For regular readers of this blog, all of this comes as no surprise. It is part and parcel of the ongoing plan, forged decades ago by the Israelis and later adopted by the Israel First neocons, to fragment the Arab and Muslim Middle East into a mosaic of weak and politically and ethnically divided Bantustans. According to the Israeli strategist Oded Yinon, after the Arabs are splintered “into ethnically or religiously unique areas,” there will need be “garrisons” established to “prevent collusion and maintain security dependence among the vassals, to keep tributaries pliant and protected, and to keep the barbarians from coming together,” as Zbigniew Brzezinski would have it.

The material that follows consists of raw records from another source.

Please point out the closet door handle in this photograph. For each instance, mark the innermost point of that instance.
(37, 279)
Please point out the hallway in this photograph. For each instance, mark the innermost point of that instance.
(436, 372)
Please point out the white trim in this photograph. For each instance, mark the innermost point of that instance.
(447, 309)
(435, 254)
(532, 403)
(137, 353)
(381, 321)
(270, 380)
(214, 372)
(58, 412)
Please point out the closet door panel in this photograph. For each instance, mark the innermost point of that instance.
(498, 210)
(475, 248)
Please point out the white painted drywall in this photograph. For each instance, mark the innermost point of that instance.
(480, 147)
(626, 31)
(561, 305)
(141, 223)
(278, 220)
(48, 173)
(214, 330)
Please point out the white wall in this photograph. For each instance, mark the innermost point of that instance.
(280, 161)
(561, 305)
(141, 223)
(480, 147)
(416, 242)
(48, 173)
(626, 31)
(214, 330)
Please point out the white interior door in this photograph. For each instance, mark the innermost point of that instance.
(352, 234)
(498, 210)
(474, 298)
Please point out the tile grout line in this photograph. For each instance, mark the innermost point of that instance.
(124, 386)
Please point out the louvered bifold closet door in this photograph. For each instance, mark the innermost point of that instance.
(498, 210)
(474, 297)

Initially, the Israelis figured they’d be the ones to set-up and man these garrisons, but as their recent experience in Lebanon demonstrated, they are not up to the task. Instead, thanks to the handiwork of the neocons, these garrisons, now known as “enduring camps” in Pentagon parlance, are scattered around Iraq with a massive, billion dollar plus “embassy” in Baghdad that will ultimately coordinate operations across “Haddadland,” as the Israelis called southern Lebanon under their brutal occupation, that is before Hezbollah kicked them out.

Thus more troops are required, as Rep. Silvestre Reyes demands, regardless of the conclusions of the Iraq Study Group.

In the months ahead, we should expect the Democrats to follow the script, as authored by the neocons and the Israelis, albeit with possible management style tweaking. More troops will be sent to Iraq and vague assurances of “withdrawal,” probably with “honor,” as Nixon claimed during a previous war.

In fact, Nixon is the template here, as he promised peace with honor in 1968, although he never offered to end the war in Vietnam, prompting Democrat nominee Hubert H. Humphrey to allege that he must have had some “secret plan.” It took seven agonizing years from Nixon’s promise to Operation Frequent Wind, when evacuees scrambled to Air America (CIA) helicopters for a mad dash out of the country.